Food and Drug Administration reviewers think Lamictal XR may be effective as a monotherapy for partial seizures, but they identified problems with the novel historical control trial design, including issues with U.S. versus ex-U.S. populations, that may have prevented a definitive conclusion.
Members of the Peripheral and Central Nervous System Drugs Advisory Committee seem likely to spend most of their March 10 meeting considering questions about the methodology used in the Lamictal XR (lamotrigine extended-release tablets) trial, before deciding whether it is effective as a monotherapy in patients aged 13 years and older.
GlaxoSmithKline compared its new treatment group with data from control groups in eight monotherapy studies of anticonvulsants previously completed. The historical data and statistical method was outlined in a white paper developed by researchers from the University of Pennsylvania.
A historical control study design has never been accepted by the Division of Neurology Products, even if the goal was to show superiority, because of interpretation difficulties, according to FDA briefing documents.
The FDA is actually fairly confident that Lamictal XR could be an effective monotherapy, in part because it already is approved as an adjunctive therapy and its immediate-release cousin has been shown to be effective as a monotherapy, division director Dr. Russell Katz said in the briefing memo.
The primary difficulty with the design is a "lack of assurance that the patients in the control group and the treated group are ‘identical,’ " Dr. Katz said in the briefing.
Reviewers said in the clinical and statistical review that they were not convinced of the generalizability of the drug’s non-U.S. data to historical U.S. patients. The agency found several issues in which the control population was not comparable to the treatment population, yet reviewers still indicated that, after adjustments, there was evidence of Lamictal XR’s efficacy.
GSK conducted its pivotal LAM30055 study of Lamictal XR in seven countries, including South American and Eastern European states, as well as the United States. The control group contained nearly all U.S. patients, while the treatment group contained about 25% U.S. patients, a group not designed to stand alone in an analysis with the historical controls. Reviewers said it was a problem because a higher percentage of U.S. patients met escape criteria – that is, they did not see reduced symptoms on study drug – than non-U.S. patients.
Reviewers also cited a time difference in comparing the control and treatment groups.
"The span of the pseudoplacebo population ranges from approximately 1992 to 2001," reviewers said in the briefing document. "In the oldest white paper study the pseudoplacebo patients will be almost a generation older than the study population."

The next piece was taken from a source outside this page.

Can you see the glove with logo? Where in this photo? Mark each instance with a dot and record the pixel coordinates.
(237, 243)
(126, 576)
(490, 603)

Multiple Escapes and Other Study Problems
The control group population also allowed patients to use up to two background antiepileptic drugs, while the treatment group was allowed only one stable background antiepileptic drug. The agency said in its briefing that patients on multiple antiepileptic drugs can be more prone to escape events. Those on one stable monotherapy also have a lower chance of nonresponse to the study drug, the agency said.
Still, after adjusting to look at only those control-group patients on one antiepileptic drug, the agency concluded Lamictal XR was superior.
There also were concerns about underreporting escapes in the trial. After errors were found, GSK retrained study site monitors and other personnel and performed a post-hoc analysis that corrected some of the issues.
Escape events were grouped into four categories covering various incidents of increased or worsening seizures. Reviewers found that the trial had no incidents reported of criterion No. 4, which was clinically significant prolongation of generalized tonic-clonic seizures. They said its absence made comparisons with the control more difficult.
"It was uncertain how to adequately assess the potential bias due to under-reporting criterion No. 4 events," reviewers said in the briefing.
Ethical Issues Will Be Addressed First
GSK submitted its supplemental new drug application for monotherapy treatment of partial seizures in late March 2010. The user fee date was extended from the end of January to April 30 after the FDA requested additional analyses and datasets.
One of the primary reasons for the questions to the advisory committee is the ethical dilemma of using a placebo-controlled monotherapy study in patients with partial seizures. If the committee decides that design is ethical, it will skip the next question asking whether the historical control statistical approach is acceptable. In all, most of the remaining questions, which concern the study methodology, including use of domestic and foreign data, could be rendered moot.
The final question deals with the effectiveness of Lamictal XR as a monotherapy.